Graeme Begbie

Personal information
- Nickname: Grey
- Nationality: Australian
- Born: January 1986 (age 40) Perth, Western Australia

Sport
- Country: Australia
- Sport: Field hockey
- Event: Men's team
- Club: YMCC Coastal City Hockey Club
- Team: WA Thundersticks
- Now coaching: YMCC Coastal City Hockey Club Juniors (2008–???)

Medal record
Men's field hockey
Representing Australia
World Cup
| Gold medal – first place | 2010 New Delhi | Team |

= Graeme Begbie =

Australian field hockey player

Graeme Begbie (born January 1986 in Perth) is an Australian field hockey player. He plays club hockey for YMCC Coastal City Hockey Club. In state competitions, he plays for the WA Thundersticks in the Australian Hockey League. In 2010 he was part of the Kookaburras World Cup winning team in Delhi, India and in the same year was named joint Kookaburra of the Year alongside Jamie Dwyer. In December 2011, he was named as one of twenty-eight players to be on the Kookaburras 2012 Olympics squad. This squad will be narrowed in June 2012 to determine who will compete at the 2012 Summer Olympics.

==Personal==
Begbie was born in January 1986 in Perth, Western Australia. He worked for SGS Australia Pty. Ltd. in Perth, Western Australia in 2010 where he was an occupational health and safety officer.

==Field hockey==
In 2009, Begbie had a field hockey scholarship with the Western Australian Institute of Sport. In 2010, he was practising from 5:30 to 8:30 am four times a week while playing club hockey, state representative hockey and playing for the national team.

===Club hockey===
Begbie plays club hockey for YMCC Coastal City Hockey Club. He was a member of the team that won 5 premierships in 7 years in 2009, 2011, 2013, 2014, 2015. In 2008, his team won the league's minor premiership. In 2007, he played in the 22nd round of the Men's Wizard Home Loans Cup against Wesley South Perth where his team won 6–2, where he scored his team's second goal. He has coached junior sides at the club, including an under 11 side in 2008.

===State team===
Begbie plays for the WA Thundersticks in the Australian Hockey League. He was with the team in 2009 and 2010.

===National team===
Begbie is a member of Australia's senior men's national field hockey team.
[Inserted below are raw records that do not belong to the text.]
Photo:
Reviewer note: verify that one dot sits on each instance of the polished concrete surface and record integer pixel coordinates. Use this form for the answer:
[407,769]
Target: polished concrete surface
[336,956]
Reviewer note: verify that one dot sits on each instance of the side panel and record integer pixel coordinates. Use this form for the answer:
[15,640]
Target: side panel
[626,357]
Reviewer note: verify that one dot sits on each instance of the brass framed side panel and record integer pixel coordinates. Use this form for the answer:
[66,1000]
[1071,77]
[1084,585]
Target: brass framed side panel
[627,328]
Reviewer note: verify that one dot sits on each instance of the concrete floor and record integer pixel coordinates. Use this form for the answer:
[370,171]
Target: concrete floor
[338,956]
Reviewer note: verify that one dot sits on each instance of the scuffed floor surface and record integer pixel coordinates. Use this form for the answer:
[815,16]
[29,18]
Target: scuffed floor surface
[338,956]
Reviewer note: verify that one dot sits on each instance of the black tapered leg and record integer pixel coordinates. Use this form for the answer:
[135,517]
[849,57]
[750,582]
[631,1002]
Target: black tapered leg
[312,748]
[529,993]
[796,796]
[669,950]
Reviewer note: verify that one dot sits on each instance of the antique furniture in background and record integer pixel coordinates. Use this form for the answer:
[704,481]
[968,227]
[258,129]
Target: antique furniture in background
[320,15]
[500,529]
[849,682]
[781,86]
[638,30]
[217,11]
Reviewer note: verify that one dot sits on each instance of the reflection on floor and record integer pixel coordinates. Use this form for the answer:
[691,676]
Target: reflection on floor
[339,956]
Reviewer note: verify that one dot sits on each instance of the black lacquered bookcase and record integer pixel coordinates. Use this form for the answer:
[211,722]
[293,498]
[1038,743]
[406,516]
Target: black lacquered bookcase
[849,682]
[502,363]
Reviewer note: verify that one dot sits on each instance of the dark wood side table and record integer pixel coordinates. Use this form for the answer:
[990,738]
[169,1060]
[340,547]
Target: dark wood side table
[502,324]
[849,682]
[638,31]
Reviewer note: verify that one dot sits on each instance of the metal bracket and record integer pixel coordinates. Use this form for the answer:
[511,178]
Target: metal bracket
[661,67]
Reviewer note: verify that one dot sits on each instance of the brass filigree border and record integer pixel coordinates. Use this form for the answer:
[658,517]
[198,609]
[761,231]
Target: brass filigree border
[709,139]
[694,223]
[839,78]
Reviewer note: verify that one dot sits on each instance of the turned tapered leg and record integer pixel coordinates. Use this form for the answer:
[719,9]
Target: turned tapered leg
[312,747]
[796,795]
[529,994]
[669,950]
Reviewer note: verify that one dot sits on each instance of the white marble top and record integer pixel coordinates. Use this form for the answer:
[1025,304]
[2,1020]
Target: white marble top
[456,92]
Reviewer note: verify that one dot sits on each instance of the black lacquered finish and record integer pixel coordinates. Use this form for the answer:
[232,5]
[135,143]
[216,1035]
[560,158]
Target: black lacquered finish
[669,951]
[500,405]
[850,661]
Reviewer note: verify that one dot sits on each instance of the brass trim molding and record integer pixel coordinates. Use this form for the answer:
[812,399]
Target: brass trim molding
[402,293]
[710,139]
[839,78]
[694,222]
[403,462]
In March 2009, he got a call up to the national team after participating in a training camp with the team earlier in the year in Brisbane. In 2009, he was a member of the national team during a five-game test series in Kuala Lumpur, Malaysia against Malaysia. In 2010, he won a gold medal at the World Cup. That year, he was also named the Kookaburra of the year. As of July 2010, he had made 38 caps for the Kookaburras. He did not compete at the Azlan Shah Cup in Malaysia in May 2011 because he was injured. In December 2011, he was named as one of twenty-eight players to be on the 2012 Summer Olympics Australian men's national training squad. This squad will be narrowed in June 2012. He trained with the team from 18 January to mid-March in Perth, Western Australia. In February during the training camp, he played in a four nations test series with the teams being the Kookaburras, Australia A Squad, the Netherlands and Argentina.